Si le ministre du Commerce s’inquiète de la place que tiendra la langue arabe dans les enseignes, il n’a pas d’autres choix que de s’en remettre aux consommateurs, seuls juges en dernier lieu du choix de leurs fournisseurs de biens et services. Peut-être s’estime-t-il plus patriote que tous les autres compatriotes ? Et cela autoriserait le déni du droit. Car c’est bien attenter au droit de propriété que de vouloir dicter aux commerçants la langue des enseignes sur leurs locaux. La violation du droit de propriété par l’État autoritaire s’inscrit dans sa démarche générale, celle du déni de toutes les autres libertés.

Les libertés individuelles bafouées

Cette démarche qui vise les commerçants n’est en réalité aucunement isolée. D’autres dispositions législatives contiennent la même négation des libertés individuelles. Elles contiennent la même ingérence de l’État dans la sphère privée des citoyens. C’est le cas de la loi électorale qui dispose dans son article 175 : « L’utilisation de langues étrangères durant la campagne électorale est interdite ».

Il est évident que c’est la langue française et les Algériens de culture française qui sont visés. La loi électorale en arrive à interdire l’utilisation d’une langue enseignée dans l’éducation nationale et les Universités, la langue de la vie économique, la langue des études techniques et scientifiques, la langue que des millions d’Algériens parlent quotidiennement. Il n’est pas étonnant que le gouvernement s’en prend aux enseignes des locaux commerciaux.

En effet, le commerce renseigne sur la place réelle du français dans le pays. Les commerçants décorent leurs magasins d’enseignes en langue française dans les localités les plus reculées du pays pour promouvoir leur commerce. Ils sont les indicateurs les plus objectifs de la réalité linguistique du fait de leur motivation économique.

L’Algérie est recensée parmi les pays disposant du plus grand nombre de francophones dans le monde. Pourquoi cette négation du réel ? Il s’agit de toute évidence de l’affirmation non pas du droit, mais d’une idéologie bornée. Cette idéologie constitue les bases des dérives que l’État fait subir à la législation. Pour des objectifs partisans et sectaires, les gouvernements successifs font montre d’une hypocrisie “nationale etofficielle”. Comble de l’effronterie, l’État dispose d’une chaîne radio (la chaîne 3) et d’une chaîne de télévision (Canal Algérie) pour faire campagne en permanence en… langue française !

L’État omnipotent

Cette politique est discriminatoire. Depuis, les célèbres “campagnes d’arabisation de l’environnement” des années 70, les gouvernements successifs ont délibérément voulu mettre en difficulté et réduire les Algériens de culture française. À l’Université, le parti unique FLN et le ministère de l’éducation nationale proclamaient leur volonté de rééquilibrer la composante universitaire. Pour cela, ils ont créé des sections arabophones dévalorisées.

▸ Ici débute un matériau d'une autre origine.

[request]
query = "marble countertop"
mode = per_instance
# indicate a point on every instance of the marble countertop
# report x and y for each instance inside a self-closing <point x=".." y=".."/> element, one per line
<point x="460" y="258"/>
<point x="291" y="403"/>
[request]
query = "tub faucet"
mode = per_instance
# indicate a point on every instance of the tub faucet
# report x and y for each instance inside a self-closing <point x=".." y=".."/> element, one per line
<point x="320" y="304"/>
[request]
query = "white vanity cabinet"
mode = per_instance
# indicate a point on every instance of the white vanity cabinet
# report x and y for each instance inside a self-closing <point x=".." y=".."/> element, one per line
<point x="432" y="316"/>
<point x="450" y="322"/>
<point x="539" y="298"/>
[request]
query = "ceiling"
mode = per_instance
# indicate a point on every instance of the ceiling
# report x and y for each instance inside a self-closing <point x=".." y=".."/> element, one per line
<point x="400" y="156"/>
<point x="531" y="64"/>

Pour précipiter l’arabisation de la fonction publique, ils ont manifesté en 1970 contre le ministre de l’intérieur Ahmed Medeghri accusé de freiner l’arabisation de l’administration. Leur objectif assumé : remplacer le personnel en place et promouvoir leurs affidés. Le résultat de cette politique est connu. Le niveau scolaire et universitaire a connu une chute dont le pays ne se remet pas encore. Le niveau culturel général a baissé au point où la religiosité dispute la place de la science.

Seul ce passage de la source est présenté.